Crab-Stuffed Jalapenos
By Chef_Madel
Tender pepper boats hold a creamy crab filling topped with crisp crumbs.
0 Picture
Ingredients
- 10 (8 oz/250 g)large fresh jalapeno peppers
- 1 (10 oz/300 g) frozen crabmeat, thawed
- 1/4 cup (50 ml) each light mayonnaise and light sour cream
- 1 egg yolk
- 2 green onions, finely chopped
- 2 tsp (1 ml) each dry mustard and salt
- 1/4 tsp (1 ml) each dry mustard and salt
- 1 cup (250 ml) fresh bread crumbs
- 2 tbsp chopped fresh parsley (25 ml)
- 2 tbsp (25 ml) butter, melted
Details
Servings 20
Preparation
Step 1
Wearing rubber gloves, cut jalapeno peppers in half lengthwise, leaving stems intact.
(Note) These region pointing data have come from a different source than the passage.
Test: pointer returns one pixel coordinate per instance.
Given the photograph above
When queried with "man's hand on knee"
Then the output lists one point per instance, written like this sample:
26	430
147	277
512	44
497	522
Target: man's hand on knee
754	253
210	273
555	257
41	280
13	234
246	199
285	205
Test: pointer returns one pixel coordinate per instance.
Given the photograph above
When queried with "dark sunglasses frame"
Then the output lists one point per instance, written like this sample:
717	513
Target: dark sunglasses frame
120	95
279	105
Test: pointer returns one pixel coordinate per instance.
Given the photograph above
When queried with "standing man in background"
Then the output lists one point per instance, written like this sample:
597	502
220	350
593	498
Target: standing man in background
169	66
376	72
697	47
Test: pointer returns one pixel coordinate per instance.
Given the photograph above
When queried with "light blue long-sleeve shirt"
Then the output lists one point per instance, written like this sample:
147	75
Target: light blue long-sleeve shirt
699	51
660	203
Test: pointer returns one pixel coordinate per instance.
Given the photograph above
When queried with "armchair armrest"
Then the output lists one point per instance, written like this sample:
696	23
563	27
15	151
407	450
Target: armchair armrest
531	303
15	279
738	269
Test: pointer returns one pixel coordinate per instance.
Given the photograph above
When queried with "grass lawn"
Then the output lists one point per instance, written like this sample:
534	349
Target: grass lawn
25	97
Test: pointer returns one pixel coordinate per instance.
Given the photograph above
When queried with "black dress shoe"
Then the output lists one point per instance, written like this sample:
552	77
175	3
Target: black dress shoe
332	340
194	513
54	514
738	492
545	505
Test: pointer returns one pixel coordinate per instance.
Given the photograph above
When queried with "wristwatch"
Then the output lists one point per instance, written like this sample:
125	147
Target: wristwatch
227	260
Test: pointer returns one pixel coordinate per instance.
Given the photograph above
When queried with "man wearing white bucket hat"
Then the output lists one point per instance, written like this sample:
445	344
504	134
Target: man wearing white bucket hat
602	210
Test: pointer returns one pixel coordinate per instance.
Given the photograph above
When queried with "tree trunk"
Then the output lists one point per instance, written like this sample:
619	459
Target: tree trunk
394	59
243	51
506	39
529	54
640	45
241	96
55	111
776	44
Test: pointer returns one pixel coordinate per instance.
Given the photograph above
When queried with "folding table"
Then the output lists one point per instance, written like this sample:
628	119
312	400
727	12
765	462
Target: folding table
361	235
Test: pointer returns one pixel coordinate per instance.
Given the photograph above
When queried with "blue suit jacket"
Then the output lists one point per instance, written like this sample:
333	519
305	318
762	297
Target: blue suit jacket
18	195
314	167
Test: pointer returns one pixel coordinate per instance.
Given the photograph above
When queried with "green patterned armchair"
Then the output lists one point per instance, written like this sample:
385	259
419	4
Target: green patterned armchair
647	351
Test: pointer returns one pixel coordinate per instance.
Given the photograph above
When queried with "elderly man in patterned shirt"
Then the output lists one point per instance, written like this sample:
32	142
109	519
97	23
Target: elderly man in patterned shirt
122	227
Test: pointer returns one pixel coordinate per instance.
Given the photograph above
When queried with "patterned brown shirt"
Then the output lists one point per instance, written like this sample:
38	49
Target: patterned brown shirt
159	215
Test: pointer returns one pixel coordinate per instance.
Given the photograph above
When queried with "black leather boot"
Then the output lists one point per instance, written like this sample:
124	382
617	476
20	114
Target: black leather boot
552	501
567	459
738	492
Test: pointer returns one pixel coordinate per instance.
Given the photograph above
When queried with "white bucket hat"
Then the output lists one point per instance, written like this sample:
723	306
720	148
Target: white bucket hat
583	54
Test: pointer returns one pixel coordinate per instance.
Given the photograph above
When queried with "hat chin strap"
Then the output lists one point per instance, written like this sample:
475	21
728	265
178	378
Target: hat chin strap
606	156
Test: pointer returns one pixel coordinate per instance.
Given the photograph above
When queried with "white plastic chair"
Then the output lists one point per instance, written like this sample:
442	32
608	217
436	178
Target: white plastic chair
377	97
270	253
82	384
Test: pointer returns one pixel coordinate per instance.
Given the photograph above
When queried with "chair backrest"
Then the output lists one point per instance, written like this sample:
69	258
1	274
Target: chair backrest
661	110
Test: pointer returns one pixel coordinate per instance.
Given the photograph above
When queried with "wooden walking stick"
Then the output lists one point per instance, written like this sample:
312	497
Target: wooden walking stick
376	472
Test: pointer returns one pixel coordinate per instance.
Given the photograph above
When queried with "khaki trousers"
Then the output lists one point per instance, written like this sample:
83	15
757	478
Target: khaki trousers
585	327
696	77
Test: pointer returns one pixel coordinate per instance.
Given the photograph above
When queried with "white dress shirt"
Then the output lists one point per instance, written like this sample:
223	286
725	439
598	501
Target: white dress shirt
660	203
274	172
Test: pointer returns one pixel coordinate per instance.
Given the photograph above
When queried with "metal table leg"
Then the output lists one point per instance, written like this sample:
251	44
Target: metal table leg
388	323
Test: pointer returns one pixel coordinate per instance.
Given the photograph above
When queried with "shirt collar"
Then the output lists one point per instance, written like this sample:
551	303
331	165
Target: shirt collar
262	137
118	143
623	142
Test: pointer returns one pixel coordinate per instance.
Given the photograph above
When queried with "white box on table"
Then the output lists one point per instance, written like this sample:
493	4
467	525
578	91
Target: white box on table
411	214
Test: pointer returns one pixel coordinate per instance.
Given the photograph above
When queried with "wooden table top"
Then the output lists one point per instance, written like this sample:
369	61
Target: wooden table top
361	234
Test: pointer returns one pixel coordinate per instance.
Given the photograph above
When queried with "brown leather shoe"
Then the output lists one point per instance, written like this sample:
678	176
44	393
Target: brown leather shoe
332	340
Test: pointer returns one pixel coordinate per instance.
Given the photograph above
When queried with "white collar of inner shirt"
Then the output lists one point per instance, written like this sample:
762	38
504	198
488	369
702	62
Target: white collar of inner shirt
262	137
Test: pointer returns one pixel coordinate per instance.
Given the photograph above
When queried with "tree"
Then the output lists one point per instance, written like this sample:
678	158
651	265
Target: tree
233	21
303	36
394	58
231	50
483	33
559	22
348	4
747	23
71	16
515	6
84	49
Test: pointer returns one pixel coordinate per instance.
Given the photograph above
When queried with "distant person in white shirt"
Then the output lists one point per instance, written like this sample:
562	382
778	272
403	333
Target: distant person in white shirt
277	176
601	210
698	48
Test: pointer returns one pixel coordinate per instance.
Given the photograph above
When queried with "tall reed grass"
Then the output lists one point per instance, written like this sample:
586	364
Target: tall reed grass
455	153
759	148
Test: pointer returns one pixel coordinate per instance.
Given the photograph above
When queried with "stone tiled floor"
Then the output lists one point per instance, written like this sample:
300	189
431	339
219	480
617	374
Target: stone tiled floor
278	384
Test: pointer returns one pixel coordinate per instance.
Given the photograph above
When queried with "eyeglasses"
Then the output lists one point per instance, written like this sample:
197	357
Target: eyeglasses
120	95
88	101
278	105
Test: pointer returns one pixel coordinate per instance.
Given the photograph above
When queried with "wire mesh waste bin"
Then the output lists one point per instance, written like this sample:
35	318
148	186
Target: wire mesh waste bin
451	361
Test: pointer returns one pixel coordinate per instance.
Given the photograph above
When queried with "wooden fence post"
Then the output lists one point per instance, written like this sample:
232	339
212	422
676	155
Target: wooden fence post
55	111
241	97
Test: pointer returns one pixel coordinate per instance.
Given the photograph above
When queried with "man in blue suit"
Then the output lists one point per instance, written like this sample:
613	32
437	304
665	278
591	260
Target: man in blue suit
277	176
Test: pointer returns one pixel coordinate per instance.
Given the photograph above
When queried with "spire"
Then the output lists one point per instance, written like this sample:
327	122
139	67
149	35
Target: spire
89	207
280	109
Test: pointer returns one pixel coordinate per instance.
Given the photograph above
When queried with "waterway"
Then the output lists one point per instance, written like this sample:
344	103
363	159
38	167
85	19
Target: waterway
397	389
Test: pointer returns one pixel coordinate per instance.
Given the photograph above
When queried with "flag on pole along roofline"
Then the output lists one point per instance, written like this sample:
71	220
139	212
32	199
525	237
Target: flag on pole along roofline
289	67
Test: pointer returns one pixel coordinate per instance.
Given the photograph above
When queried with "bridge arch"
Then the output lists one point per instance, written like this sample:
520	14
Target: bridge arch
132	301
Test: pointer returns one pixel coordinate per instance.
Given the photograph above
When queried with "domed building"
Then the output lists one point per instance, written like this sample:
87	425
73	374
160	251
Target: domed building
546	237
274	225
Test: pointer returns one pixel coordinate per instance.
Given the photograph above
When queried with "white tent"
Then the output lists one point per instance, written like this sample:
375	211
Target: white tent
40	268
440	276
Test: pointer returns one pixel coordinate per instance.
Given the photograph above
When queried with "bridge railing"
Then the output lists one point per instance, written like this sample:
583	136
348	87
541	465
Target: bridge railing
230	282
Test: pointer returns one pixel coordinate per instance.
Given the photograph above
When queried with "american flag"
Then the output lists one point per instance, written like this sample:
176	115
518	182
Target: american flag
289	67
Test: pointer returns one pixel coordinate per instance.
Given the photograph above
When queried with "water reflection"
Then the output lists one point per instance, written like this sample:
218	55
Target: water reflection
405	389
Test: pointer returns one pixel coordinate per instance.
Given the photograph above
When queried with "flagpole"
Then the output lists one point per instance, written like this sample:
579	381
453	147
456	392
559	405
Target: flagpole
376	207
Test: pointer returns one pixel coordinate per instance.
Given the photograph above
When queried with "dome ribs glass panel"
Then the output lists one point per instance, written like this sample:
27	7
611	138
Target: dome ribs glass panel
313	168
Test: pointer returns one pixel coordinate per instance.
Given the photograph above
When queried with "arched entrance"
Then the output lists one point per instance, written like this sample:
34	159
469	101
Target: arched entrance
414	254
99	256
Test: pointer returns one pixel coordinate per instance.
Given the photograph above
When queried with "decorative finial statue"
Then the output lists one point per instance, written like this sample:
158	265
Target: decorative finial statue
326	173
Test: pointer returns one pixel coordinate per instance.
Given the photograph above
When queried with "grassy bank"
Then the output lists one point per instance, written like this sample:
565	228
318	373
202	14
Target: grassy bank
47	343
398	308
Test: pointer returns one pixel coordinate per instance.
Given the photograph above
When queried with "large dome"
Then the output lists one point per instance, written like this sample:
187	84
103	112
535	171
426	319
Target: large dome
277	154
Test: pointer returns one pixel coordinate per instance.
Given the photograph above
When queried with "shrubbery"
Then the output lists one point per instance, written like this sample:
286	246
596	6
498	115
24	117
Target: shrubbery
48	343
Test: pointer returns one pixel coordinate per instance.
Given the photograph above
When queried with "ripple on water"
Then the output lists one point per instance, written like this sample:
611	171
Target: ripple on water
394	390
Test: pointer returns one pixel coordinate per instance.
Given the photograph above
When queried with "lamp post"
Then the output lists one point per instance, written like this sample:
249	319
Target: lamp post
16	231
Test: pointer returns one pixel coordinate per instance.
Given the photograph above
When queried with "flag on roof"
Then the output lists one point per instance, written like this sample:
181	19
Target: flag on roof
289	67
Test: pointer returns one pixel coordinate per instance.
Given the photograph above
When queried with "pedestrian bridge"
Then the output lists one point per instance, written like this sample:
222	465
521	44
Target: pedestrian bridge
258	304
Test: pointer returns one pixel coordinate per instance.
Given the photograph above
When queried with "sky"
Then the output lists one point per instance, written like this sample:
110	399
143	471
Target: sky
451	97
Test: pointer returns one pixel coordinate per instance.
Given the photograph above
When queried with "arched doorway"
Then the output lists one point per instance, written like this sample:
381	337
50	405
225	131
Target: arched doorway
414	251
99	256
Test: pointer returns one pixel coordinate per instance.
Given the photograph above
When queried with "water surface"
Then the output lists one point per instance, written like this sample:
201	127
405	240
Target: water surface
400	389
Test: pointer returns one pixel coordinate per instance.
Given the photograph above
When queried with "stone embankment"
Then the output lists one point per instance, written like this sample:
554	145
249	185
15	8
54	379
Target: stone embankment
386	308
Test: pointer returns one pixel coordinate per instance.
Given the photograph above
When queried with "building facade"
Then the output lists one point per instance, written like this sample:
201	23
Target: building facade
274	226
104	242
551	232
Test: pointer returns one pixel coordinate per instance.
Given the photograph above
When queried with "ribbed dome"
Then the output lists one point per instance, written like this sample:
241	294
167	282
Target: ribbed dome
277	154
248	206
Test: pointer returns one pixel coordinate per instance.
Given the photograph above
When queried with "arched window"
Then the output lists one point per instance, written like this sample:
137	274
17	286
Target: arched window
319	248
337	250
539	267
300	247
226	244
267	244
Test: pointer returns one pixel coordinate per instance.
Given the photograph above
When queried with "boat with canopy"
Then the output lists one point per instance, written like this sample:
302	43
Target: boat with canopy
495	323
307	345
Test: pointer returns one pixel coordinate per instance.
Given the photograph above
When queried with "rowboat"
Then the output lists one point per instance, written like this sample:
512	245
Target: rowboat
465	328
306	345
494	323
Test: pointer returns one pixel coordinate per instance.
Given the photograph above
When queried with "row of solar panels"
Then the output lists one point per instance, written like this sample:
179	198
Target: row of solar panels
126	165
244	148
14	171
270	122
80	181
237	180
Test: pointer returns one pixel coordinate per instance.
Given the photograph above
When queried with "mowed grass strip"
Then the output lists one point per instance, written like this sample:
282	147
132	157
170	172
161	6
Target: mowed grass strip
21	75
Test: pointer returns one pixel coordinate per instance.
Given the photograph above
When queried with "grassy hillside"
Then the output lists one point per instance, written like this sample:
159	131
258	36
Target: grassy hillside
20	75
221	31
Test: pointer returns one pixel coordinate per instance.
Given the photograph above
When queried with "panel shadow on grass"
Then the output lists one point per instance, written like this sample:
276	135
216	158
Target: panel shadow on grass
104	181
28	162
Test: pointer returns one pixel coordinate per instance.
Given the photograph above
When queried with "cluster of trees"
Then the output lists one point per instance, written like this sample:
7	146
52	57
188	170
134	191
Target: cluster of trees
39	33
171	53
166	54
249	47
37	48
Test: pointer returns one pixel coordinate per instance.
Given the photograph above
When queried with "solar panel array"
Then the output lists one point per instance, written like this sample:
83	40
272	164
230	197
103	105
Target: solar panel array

With small knife, scrape out seeds and membranes. Set jalapenos aside.
In sieve, drain crab, pressing out as much moisture as possible; pick through to remove any cartilage. Transfer to bowl.
Add mayonnaise, sour cream, egg yolk, green onions, lemon juice, mustard and salt; pour in half of the bread crumbs and mix well. Spoon into pepper halves.
In small bowl, toss together remaining bread crumbs, parsley and butter; spoon onto filling. Arrange on rimmed baking sheet. (make ahead: cover and refrigerate for up to 24 hours.)
Bake in 375 F (190 C) oven until topping is golden and crisp, about 20 minutes.